The message in today’s Gospel is about kingdom love. “Turn the other cheek.” This saying of Jesus sums up what it means to be a Christian. It calls us to act for the good of the person who injured us, and to take a positive step towards healing. We should not allow our rivers of love to become poisoned by the evil attitude of others. The problem with revenge is that it hurts us more than it hurts those who have wounded us. As the peace activist Martin Luther King said : “The old law about “an eye for an eye” leaves everybody blind.” The way of Jesus is the way to freedom: if we strive to live by His way and not our own way, we will find it. Kingdom love is very demanding, so we pray : Our Father in heaven may your Kingdom come within our hearts and may our love be perfect as your love is perfect.

Prayer


Lord, you are the cornerstone upon which I build my life. Heal me of my lack of love and help me to experience your healing and forgiveness in my relationships with others.

Just a Thought

How the Holy Family prayer: A Reflection by Pope Benedict XVI

“I would like to invite you to reflect on the place of prayer in the life of the Holy Family of Nazareth. The home of Nazareth, in fact, is a school of prayer where we learn to listen, to ponder and to penetrate the profound meaning of the manifestation of the Son of God, drawing our example from Mary, Joseph and Jesus.
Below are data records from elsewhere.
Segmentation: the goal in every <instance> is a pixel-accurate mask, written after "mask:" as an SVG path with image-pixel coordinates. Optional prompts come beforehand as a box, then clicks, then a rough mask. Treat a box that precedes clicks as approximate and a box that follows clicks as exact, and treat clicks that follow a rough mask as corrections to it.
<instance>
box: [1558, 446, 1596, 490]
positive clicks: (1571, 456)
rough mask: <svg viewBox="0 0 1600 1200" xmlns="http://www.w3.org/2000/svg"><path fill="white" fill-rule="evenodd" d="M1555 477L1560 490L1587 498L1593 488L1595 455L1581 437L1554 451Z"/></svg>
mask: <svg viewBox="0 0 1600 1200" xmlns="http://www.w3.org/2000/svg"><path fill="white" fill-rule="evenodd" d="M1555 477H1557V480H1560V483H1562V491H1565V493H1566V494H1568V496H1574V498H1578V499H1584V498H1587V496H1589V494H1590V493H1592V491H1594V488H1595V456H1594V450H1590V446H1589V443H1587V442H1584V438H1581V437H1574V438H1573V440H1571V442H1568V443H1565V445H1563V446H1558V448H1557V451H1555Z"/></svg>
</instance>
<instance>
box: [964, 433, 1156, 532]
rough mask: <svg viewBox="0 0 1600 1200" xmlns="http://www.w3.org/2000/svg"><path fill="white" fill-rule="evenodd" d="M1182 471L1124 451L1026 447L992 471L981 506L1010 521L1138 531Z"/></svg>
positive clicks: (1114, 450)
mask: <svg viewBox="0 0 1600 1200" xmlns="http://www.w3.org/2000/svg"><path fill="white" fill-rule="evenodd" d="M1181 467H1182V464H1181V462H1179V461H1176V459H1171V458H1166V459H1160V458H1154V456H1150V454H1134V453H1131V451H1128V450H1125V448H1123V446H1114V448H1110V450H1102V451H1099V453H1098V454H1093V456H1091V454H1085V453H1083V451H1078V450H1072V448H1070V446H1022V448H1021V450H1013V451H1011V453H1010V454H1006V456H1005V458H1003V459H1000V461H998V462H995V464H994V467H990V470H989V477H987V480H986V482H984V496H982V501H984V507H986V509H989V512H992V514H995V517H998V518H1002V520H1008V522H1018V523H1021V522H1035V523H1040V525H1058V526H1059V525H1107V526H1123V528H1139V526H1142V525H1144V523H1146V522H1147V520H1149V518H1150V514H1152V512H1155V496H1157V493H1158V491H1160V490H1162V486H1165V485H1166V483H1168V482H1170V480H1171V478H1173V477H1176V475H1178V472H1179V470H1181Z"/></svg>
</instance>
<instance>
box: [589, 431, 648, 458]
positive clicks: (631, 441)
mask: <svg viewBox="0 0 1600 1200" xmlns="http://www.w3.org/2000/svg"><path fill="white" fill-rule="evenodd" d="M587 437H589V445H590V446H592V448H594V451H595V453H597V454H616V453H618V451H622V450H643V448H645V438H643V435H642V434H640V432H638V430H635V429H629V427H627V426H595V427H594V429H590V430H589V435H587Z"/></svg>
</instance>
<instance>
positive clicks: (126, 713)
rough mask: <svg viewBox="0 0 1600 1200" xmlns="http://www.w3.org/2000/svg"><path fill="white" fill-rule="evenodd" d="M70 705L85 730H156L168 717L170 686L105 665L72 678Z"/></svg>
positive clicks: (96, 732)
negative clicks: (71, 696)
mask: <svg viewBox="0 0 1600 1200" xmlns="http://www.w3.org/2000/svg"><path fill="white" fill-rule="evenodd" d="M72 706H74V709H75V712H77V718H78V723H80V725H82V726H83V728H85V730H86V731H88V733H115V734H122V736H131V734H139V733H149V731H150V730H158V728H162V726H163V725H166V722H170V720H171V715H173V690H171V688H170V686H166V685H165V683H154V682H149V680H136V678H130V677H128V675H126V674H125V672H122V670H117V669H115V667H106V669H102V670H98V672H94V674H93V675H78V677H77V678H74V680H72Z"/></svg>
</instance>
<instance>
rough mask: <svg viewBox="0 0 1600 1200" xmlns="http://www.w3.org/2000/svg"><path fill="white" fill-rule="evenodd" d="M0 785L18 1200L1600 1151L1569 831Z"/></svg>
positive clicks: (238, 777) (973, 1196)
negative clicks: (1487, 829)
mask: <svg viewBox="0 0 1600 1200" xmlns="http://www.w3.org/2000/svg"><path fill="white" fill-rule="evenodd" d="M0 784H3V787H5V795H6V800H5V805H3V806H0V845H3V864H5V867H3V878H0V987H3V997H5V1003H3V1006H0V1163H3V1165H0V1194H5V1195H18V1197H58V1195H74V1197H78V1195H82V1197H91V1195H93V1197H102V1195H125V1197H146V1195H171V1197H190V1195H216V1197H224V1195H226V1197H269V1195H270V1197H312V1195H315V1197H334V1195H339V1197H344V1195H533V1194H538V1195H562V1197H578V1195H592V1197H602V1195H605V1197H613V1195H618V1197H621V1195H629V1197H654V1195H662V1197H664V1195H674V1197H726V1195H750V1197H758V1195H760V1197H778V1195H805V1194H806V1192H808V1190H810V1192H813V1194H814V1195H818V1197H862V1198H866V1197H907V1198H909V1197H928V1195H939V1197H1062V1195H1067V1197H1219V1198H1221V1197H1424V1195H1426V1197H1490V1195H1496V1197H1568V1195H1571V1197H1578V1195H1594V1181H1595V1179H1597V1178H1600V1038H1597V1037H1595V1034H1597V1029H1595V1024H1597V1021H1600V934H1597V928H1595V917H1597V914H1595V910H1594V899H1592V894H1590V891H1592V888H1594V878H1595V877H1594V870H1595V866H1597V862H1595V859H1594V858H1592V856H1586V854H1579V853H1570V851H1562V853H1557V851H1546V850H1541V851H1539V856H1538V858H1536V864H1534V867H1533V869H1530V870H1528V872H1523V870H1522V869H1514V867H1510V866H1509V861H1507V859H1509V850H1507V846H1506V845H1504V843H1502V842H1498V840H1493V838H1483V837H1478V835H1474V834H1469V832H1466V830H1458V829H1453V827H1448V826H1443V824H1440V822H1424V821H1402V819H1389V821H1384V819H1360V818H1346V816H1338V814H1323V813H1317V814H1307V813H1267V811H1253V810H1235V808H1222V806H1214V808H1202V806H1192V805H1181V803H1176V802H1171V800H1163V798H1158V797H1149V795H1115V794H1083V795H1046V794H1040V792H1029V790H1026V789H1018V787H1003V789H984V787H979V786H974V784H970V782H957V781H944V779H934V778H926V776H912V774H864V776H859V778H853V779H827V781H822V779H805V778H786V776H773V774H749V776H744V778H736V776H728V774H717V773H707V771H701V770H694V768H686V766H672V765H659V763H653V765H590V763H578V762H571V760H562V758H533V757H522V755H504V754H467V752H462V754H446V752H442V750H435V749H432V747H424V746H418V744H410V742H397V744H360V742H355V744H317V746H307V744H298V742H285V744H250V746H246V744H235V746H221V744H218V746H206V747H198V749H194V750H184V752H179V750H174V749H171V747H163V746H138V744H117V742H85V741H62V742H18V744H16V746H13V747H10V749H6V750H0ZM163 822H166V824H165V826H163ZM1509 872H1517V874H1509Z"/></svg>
Pope Paul VI during his visit to Nazareth said “we come to understand the need for a spiritual discipline, if we wish to follow the teaching of the Gospel and become disciples of Christ.” And he added: “First, it teaches us silence. Oh! That there would be reborn in us the esteem for silence, that wonderful and indispensable atmosphere of the spirit: while we are deafened by so many noises, sounds and clamorous voices in the frantic and tumultuous times of modern life. Oh! Silence of Nazareth, teach us to be resolute in good thoughts, intent upon the interior life, ready to listen well to the secret inspirations of God and the exhortations of the true masters.”

We can glean several insights on the Holy Family’s prayer and relationship with God from the Gospel accounts of Jesus’ childhood. We may begin with the Presentation of Jesus in the temple. St. Luke tells us that Mary and Joseph, “when the time came for their purification according to the Law of Moses, brought the child up to Jerusalem to present him to the Lord”(2:22). Like every observant Jewish family, Jesus’ parents go up to the temple to consecrate the firstborn son to God and to offer sacrifice. Moved by fidelity to the law’s prescriptions, they set off from Bethlehem and go up to Jerusalem with Jesus, who is now forty days old. Instead of a one-year-old lamb, they present the offering of simple families; that is two young pigeons. The Holy Family’s pilgrimage is one of faith, of the offering of gifts, a symbol of prayer, and of encounter with the Lord, whom Mary and Joseph already see in the son Jesus.”